My family, adults, young and old, were devastated by the most self-destructive, painful behaviors imaginable. Each one had a knack for carving the most intricately patterned misfortunes out of the stone trapping them, and my chisel dulled by repetitive, futile attempts to set each one of them free.
They were Michelangelo’s squirming Captives, trading a handful of hard-earned good days for an entire cemetery filled with bad ones, a cemetery whose mossy epitaphs glistened for all to read in the light of the Gulf moon, if only they had chosen to do so. No one else slowed their quickened pace to read what was written there; no one else stopped when moving on a dare through such a scary place in the dark. It was simply too much.
Wracked with worry, I knew I needed respite to keep trying.
Let’s pick this up later.
A reset. The Camino delivered.
My pilgrimage from St. Jean Pied de Port to Santiago was not unique but still miraculous. Like scores of others over hundreds of years, I dropped the heaviness and walked. I soon discovered that being a caregiver defined me, even away from home.
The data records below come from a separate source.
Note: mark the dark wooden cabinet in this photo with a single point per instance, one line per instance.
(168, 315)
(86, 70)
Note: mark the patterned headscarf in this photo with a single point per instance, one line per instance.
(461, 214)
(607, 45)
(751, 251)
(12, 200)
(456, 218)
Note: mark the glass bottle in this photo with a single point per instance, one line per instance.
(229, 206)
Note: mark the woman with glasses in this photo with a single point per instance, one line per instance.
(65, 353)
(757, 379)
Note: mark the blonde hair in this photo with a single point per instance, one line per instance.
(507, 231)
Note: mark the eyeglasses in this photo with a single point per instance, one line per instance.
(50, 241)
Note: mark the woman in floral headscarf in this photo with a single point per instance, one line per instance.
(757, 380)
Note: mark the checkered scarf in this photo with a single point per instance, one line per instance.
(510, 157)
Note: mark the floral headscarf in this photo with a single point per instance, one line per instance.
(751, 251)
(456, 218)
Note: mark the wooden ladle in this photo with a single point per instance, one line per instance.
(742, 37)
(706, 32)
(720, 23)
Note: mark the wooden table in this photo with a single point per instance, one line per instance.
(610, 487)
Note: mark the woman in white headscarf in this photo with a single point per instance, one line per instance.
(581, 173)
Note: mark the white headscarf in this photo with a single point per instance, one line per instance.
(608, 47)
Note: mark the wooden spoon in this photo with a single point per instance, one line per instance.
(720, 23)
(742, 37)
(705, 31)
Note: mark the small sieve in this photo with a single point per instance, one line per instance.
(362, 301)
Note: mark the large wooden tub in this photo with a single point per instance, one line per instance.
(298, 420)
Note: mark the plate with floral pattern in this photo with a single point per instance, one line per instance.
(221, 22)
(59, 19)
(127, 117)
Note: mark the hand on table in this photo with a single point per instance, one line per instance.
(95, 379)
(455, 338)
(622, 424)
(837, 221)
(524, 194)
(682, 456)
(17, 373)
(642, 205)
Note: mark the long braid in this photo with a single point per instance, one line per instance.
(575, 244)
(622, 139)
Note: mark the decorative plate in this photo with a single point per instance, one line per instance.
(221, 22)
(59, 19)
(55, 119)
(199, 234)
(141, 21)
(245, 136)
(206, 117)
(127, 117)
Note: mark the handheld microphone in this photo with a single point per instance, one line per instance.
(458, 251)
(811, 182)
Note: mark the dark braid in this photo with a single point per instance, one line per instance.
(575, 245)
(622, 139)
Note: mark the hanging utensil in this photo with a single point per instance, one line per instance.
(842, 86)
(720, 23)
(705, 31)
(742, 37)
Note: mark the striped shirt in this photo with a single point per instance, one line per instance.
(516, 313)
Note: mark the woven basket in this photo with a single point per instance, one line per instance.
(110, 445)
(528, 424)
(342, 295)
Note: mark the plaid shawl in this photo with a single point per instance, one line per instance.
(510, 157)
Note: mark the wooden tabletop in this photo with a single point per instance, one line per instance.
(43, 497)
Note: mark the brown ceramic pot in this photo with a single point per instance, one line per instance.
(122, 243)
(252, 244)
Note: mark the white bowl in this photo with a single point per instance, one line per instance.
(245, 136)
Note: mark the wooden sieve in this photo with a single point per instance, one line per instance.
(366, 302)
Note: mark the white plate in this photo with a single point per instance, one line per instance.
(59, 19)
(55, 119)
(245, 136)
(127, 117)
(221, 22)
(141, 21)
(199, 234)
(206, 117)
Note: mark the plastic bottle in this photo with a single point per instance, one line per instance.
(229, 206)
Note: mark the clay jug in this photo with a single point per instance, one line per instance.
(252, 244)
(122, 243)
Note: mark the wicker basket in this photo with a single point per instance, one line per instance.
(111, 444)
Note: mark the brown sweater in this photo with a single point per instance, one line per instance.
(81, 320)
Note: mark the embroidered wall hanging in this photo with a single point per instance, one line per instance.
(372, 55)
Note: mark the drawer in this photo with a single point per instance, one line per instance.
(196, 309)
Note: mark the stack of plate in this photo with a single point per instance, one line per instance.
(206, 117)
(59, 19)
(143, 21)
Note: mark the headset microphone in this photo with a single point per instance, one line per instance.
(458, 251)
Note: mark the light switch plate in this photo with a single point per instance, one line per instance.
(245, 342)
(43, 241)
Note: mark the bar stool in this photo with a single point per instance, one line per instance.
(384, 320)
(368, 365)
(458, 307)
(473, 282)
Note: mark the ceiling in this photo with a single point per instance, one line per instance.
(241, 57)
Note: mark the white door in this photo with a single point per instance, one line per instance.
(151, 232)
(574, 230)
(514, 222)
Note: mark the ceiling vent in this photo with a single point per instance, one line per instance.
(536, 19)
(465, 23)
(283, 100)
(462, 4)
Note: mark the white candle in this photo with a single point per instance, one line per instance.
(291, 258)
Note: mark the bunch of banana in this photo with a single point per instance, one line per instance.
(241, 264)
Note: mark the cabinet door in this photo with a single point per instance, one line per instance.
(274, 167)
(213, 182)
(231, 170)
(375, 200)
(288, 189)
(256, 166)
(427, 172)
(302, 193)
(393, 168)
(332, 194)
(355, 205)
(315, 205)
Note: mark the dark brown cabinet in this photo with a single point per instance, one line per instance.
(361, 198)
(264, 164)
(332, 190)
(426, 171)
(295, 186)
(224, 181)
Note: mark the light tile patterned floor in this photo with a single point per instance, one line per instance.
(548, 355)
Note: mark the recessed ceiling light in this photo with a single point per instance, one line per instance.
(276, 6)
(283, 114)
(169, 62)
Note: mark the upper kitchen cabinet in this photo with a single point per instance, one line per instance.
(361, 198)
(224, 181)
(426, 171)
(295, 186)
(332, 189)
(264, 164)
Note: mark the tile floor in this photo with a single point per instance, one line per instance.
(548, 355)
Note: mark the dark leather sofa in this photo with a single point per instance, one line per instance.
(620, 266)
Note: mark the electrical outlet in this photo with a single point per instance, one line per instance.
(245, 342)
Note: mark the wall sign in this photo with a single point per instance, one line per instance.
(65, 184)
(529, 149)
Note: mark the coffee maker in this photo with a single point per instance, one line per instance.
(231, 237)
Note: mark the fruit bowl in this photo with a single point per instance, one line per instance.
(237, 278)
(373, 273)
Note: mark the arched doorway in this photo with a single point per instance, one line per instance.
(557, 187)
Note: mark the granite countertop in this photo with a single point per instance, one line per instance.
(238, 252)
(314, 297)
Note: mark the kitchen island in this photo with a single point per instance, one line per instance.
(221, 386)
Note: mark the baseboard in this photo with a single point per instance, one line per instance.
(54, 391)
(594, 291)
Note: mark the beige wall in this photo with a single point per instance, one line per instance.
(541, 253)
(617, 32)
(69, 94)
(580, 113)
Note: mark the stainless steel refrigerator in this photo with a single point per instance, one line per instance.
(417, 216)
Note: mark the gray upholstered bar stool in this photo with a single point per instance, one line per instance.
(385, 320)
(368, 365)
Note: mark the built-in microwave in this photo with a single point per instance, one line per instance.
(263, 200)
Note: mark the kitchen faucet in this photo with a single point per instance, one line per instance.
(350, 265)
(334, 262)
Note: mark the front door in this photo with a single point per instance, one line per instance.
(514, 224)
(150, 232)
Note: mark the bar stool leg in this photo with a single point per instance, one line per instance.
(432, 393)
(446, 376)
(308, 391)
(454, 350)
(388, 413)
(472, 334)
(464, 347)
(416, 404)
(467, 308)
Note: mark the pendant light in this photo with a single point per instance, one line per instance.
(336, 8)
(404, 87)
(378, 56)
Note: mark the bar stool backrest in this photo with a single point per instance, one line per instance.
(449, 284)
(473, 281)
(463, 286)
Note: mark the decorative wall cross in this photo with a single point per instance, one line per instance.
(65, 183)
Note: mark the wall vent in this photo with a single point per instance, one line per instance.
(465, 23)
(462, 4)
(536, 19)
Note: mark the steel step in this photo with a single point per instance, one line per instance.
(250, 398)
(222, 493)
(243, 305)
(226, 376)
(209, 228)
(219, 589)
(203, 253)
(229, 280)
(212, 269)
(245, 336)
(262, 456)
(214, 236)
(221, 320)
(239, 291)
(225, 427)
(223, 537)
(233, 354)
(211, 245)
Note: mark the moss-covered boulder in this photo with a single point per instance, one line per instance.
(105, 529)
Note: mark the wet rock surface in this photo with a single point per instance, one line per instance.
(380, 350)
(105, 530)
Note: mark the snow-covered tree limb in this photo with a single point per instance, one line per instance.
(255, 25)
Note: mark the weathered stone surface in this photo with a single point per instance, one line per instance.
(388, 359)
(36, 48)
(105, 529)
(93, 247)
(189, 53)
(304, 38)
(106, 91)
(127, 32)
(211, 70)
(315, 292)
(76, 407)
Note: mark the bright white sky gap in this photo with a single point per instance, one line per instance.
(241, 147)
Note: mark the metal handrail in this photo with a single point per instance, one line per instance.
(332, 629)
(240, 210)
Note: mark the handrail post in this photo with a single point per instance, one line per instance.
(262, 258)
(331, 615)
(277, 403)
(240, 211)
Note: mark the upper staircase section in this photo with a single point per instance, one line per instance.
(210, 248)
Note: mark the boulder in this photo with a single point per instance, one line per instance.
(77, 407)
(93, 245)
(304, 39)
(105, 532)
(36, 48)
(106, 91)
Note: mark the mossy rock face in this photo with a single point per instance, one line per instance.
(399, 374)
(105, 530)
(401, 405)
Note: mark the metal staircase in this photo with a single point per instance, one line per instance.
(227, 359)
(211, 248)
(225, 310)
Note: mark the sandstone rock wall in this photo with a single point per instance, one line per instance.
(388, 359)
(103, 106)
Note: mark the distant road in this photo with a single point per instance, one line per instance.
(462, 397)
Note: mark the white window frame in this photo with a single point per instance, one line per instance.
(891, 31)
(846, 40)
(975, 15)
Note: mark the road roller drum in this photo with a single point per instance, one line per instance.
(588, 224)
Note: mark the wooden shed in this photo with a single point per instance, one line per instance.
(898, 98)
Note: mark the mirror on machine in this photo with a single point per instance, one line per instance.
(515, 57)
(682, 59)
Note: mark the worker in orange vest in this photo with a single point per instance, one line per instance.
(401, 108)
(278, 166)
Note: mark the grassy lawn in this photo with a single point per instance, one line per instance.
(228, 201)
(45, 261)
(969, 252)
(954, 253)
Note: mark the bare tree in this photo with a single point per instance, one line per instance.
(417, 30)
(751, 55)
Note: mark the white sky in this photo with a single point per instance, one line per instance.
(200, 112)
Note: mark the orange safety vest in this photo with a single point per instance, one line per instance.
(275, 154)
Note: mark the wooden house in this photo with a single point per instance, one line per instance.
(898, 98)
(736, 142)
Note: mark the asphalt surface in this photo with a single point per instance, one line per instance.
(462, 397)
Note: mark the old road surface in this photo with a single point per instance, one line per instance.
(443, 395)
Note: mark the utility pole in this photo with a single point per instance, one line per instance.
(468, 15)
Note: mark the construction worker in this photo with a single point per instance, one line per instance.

Along the way, I mothered younger pilgrims who needed knees wrapped or a listening ear. I led some on a Romanesque architecture tour in Carrion de los Condes. These were not my own children or students, but temporarily reprieved I had something to offer. I was fulfilled.
“Let me carry that for you.” The words of Mark the English pilgrim, offering to add my sleeping bag to his rucksack as we walked together into Puente la Reina, lightening my literal load.
Eleven years later, kind pilgrim Mark is now my husband, and I am grateful to the ancient route that brought us together. Unencumbered, my heart had room for someone strong enough to help bear the weight of my life and those I care for.
All pilgrims should offload what they can shed physically and emotionally: heavy jackets, books, stressors, responsibilities, and pain. All pilgrims, ultimately, need to prepare for the magic that comes from extra space in the rucksack.